Вряд ли мы ошибемся, если предположим, что свобода композиции мемуаров была для Сергея Михайловича такой же возможностью вырваться из «цепких лап» безликих, бездушных, машинизированных сил, как и его страшное тайное намерение, на которое он отважился осенью 1943 года.

В одном из предназначавшихся для книги «Метод» эссе Эйзенштейн объяснял всеобщую привлекательность рисованных фильмов Уолта Диснея чувством счастья от «омнипотентности» — возможности превращений всего во все, которая достигается с помощью движения амебообразных («протоплазматических») графических контуров. По его утверждению, зрителю доставляют радость не только комедийные «гэги», но и переживаемое ощущение свободы, присущее (онтогенетически и филогенетически) любой особи, развивающейся из органической клетки, а потому бессознательно знакомое каждому человеку. Эйзенштейн по личному опыту знал, о чем теоретизировал: он сам с детства рисовал легким замкнутым контуром, который под его пером или карандашом был готов принять и передать любую форму, фигуру, композицию. Графика была для него — и по сюжетам, и по методу — самой свободной областью творчества.

Не ту же ли «протоплазматичность» избрал он в Кремлевке как принцип написания своих мемуаров? Не той же ли свободы метаморфоз и действий, хотя бы в воспоминаниях, жаждал — в своем отважном движении навстречу неумолимому «машинизированному ходу» судьбы, но вместе с тем и поперек ему?

Была, на мой взгляд, еще и третья координата, определявшая развитие автобиографической книги Эйзенштейна.

В одной из мемуарных глав он перечисляет «ряд представлений, устремлений и “идеалов”… имевших несомненно глубокое… влияние» на него в юности. Наиболее примечательна среди них легенда «о некоем силаче, будущем богатыре, с детства имевшем призвание к свершению чего-то очень великого». В ответ на издевательские требования каких-то кожевенников «будущий витязь, сберегая силы для будущего, покорно стелется под ноги их — в грязь». Изложение легенды завершается загадочной фразой: «Этот эпизод с кожевенниками, неслыханное самообладание и жертва всем, вплоть до самолюбия, в целях достижения и осуществления изначально положенного и возложенного, меня ужасно пленил».

Что же полагал Эйзенштейн для себя «изначально положенным и возложенным»?

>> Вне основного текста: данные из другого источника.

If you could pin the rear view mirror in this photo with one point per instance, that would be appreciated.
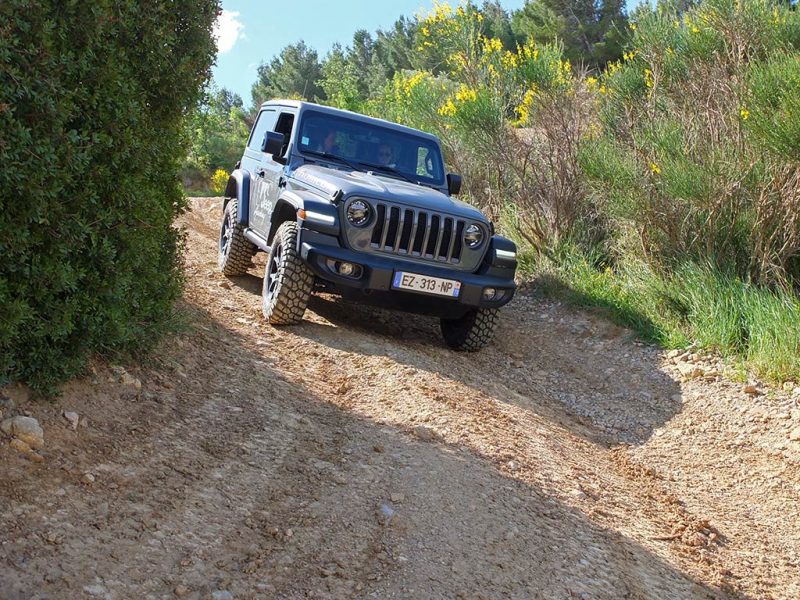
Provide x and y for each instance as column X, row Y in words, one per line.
column 273, row 142
column 453, row 184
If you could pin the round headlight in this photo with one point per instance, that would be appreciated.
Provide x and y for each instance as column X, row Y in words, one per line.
column 358, row 213
column 473, row 235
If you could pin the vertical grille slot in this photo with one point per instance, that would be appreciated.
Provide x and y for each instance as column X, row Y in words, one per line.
column 380, row 215
column 459, row 242
column 409, row 218
column 419, row 233
column 420, row 239
column 432, row 235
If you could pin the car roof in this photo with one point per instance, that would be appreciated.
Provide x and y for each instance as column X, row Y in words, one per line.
column 302, row 105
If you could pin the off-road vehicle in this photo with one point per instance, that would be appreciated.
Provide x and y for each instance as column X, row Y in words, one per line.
column 361, row 207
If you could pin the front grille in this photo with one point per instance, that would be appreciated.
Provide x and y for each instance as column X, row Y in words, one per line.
column 416, row 232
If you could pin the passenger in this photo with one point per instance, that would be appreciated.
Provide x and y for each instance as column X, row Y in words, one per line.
column 328, row 144
column 386, row 155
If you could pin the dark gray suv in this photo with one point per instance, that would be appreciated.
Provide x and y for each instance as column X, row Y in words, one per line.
column 362, row 207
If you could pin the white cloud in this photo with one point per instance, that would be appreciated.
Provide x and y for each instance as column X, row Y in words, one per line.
column 228, row 30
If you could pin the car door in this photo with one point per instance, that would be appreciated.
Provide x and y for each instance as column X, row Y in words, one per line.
column 251, row 162
column 270, row 174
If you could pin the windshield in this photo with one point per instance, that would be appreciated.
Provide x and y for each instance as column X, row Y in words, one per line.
column 372, row 147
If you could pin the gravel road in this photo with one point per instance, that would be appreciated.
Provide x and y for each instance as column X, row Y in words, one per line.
column 353, row 456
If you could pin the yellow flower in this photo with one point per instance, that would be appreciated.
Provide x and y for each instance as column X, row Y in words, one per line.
column 448, row 109
column 465, row 94
column 648, row 78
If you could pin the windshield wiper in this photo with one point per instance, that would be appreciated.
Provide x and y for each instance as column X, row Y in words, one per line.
column 388, row 169
column 336, row 157
column 359, row 165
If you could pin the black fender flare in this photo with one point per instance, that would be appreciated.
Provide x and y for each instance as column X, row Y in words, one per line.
column 502, row 253
column 309, row 210
column 239, row 187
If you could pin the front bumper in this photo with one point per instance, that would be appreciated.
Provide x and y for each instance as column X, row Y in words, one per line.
column 321, row 251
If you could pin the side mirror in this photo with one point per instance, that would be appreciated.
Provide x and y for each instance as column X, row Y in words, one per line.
column 273, row 142
column 453, row 184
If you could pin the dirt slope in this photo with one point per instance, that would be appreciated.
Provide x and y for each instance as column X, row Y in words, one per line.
column 355, row 457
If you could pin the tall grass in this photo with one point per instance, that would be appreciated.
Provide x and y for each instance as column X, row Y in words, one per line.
column 756, row 327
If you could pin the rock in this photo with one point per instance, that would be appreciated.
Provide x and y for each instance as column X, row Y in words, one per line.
column 72, row 418
column 385, row 514
column 426, row 434
column 690, row 371
column 98, row 591
column 128, row 379
column 26, row 429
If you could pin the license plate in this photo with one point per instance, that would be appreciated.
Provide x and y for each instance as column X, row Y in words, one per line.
column 426, row 285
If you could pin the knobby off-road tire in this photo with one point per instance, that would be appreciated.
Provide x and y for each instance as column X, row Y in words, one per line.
column 288, row 282
column 471, row 332
column 235, row 251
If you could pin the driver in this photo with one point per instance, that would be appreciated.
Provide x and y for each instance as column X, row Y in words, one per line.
column 328, row 144
column 386, row 155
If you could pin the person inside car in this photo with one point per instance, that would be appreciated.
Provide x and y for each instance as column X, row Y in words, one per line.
column 386, row 156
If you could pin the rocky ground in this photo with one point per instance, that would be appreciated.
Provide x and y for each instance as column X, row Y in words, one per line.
column 353, row 456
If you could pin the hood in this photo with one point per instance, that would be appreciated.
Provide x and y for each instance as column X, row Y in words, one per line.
column 381, row 187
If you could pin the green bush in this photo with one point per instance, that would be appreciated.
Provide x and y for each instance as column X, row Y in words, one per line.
column 92, row 101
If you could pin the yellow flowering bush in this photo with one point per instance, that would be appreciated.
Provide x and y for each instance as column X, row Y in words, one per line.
column 704, row 108
column 218, row 181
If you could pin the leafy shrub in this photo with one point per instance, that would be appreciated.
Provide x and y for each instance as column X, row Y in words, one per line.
column 698, row 156
column 92, row 99
column 218, row 181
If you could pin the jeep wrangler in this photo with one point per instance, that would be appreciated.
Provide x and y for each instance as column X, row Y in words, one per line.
column 361, row 207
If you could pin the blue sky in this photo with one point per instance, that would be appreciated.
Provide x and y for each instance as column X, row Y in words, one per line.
column 253, row 31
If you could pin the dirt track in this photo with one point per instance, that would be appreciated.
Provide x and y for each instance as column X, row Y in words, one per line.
column 355, row 457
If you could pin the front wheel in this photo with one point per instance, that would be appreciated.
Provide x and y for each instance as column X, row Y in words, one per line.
column 471, row 332
column 288, row 281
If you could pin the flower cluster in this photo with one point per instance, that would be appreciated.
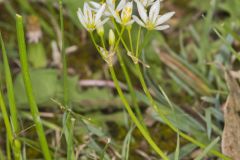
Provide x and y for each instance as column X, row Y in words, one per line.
column 94, row 15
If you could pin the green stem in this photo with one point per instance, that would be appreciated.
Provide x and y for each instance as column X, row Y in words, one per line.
column 6, row 121
column 64, row 59
column 164, row 118
column 120, row 36
column 130, row 86
column 11, row 99
column 138, row 41
column 134, row 118
column 129, row 110
column 161, row 114
column 28, row 87
column 67, row 117
column 130, row 39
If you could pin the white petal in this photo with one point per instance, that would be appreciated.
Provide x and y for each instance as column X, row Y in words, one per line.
column 95, row 5
column 81, row 18
column 100, row 13
column 142, row 11
column 130, row 23
column 88, row 13
column 110, row 4
column 121, row 5
column 114, row 14
column 164, row 18
column 138, row 21
column 154, row 11
column 125, row 10
column 101, row 23
column 163, row 27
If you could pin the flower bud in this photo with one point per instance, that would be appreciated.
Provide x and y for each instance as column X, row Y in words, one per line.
column 100, row 31
column 111, row 38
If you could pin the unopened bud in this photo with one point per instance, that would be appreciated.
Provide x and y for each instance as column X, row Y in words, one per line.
column 100, row 31
column 111, row 38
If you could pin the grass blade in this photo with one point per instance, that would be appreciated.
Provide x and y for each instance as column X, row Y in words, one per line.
column 11, row 99
column 207, row 149
column 28, row 87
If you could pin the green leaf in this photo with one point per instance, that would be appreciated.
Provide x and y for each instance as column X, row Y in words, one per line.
column 44, row 83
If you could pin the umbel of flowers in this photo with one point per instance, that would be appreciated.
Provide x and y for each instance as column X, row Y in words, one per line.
column 120, row 14
column 95, row 15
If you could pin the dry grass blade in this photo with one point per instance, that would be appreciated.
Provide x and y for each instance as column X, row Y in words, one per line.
column 184, row 73
column 231, row 133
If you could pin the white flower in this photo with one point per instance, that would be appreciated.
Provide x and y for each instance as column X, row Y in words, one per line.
column 91, row 19
column 146, row 3
column 111, row 4
column 125, row 18
column 153, row 20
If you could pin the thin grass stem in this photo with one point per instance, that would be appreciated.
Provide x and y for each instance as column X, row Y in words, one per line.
column 11, row 99
column 129, row 110
column 28, row 87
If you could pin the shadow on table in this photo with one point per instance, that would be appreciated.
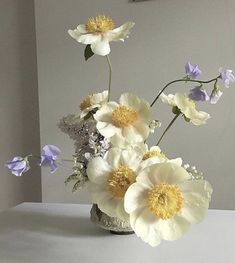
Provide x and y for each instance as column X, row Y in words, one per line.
column 61, row 225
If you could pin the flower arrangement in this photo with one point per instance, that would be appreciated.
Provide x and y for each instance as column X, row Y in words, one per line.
column 159, row 197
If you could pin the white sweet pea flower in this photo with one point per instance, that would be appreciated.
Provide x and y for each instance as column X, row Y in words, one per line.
column 155, row 155
column 227, row 76
column 187, row 107
column 128, row 119
column 110, row 177
column 98, row 32
column 93, row 101
column 164, row 202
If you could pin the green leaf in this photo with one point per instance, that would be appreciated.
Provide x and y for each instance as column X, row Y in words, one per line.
column 88, row 52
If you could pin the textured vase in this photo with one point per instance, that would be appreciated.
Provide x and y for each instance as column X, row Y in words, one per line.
column 113, row 224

Соблазн простого ответа подсказывает: уж не для того ли шел он на «подвиги самоуничижения», чтобы дождаться возможности отказать грозному вождю в благословении, подобно герою своему, митрополиту Московскому Филиппу? Очевидно ведь, что центральная сцена второй серии «Ивана Грозного» — разыгрываемая в Успенском соборе Кремля мистерия «Пещное действо» о чуде спасения трех невинно осужденных отроков, с ее открытым обличением владыки мирского владыкой духовным — разительно соответствует ситуации показа самого фильма Эйзенштейна в кремлевских покоях Сталина!

Соблазн романтического дополнения к «простому ответу» связан с мемуарной главой «Le bon Dieu» («Добрый боженька») — с прикрытым иронией, но по сути весьма для тех времен рискованным признанием о своей причастности к «ордену розенкрейцеров». Уж не для того ли российский «епископ» ордена, профессор Борис Михайлович Зубакин, объявил Эйзенштейна «странствующим рыцарем» и «отпустил в мир», чтобы тот в урочный час свершил «положенное и возложенное»? Может быть, не случайно Михаил Александрович Чехов, «рыцарствовавший» вместе с Эйзенштейном, из далекой эмиграции разглядел, один из немногих, уже в первой серии «Грозного» великий трагедийный замысел режиссера?!